Italy, EU still suffering from austerity says Renzi

'Italy welcomes shift from austerity to investment' says premier

(ANSA) - Rome, October 22 - Italy and the EU are still suffering from austerity policies, Premier Matteo Renzi told the Lower House on Wednesday ahead of an EU summit in Brussels Thursday and Friday.
    We "are still suffering the consequences of a political line that in the last few years has privileged rigour and austerity over growth," Renzi said.
    The changing of the guard at the European Commission, whose new members were approved by the European Parliament earlier today and who take office on November 1, may usher in a shift in policies from austerity to growth, he added.

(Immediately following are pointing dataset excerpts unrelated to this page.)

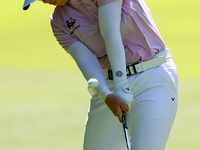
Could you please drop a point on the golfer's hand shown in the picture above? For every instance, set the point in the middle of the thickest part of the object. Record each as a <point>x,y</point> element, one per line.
<point>117,105</point>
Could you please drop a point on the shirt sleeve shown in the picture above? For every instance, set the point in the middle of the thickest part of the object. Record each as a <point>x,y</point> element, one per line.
<point>104,2</point>
<point>64,39</point>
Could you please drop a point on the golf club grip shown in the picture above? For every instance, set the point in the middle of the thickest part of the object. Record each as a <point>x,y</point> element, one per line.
<point>124,120</point>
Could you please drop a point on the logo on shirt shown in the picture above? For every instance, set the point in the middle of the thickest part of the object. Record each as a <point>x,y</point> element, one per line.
<point>71,25</point>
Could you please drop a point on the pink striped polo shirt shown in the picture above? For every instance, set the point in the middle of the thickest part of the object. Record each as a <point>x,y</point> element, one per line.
<point>79,22</point>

    "Beginning next week in Brussels, policies may change...(towards the creation of) a non-bureaucratic Europe with Italy holding its head high," he said. He said Italy is glad the EU has, in Rome's eyes, shifted its focus from austerity to investments. "We are satisfied...that the tools for growth Italy proposed will be debated and are included in the final (European Council) document," Renzi told MPs. Thursday's European Union summit will be that of "the already and the not-yet", Renzi told the Lower House as he outlined his program for this week's meetings of European leaders with the outgoing as well as the incoming EC. "Tomorrow's meeting will focus on...economics, international affairs, climate and energy, but we'll be doing so with individuals who will see their task end in a few weeks," the premier said.
    In meetings later this week with other European Union leaders, Italy can be confident it has met its fiscal commitments and has made credible efforts towards reform. Italy has chafed at EU limits on deficit-to-GDP ratios but has presented a budget with a ratio of less than 3%, he said.
    He also played down the importance of a letter that the EC is set to send his government, asking for clarification on its 2015 budget plan. "Verification is natural once you send your budget in," Renzi told the Lower House. "It doesn't mean we flunked".
    The European Union is not a wicked stepmother, the premier went on.
    "We must leave that philosophy behind...because it would spark suspicion and we would always be looking for potential risk and danger," Renzi said.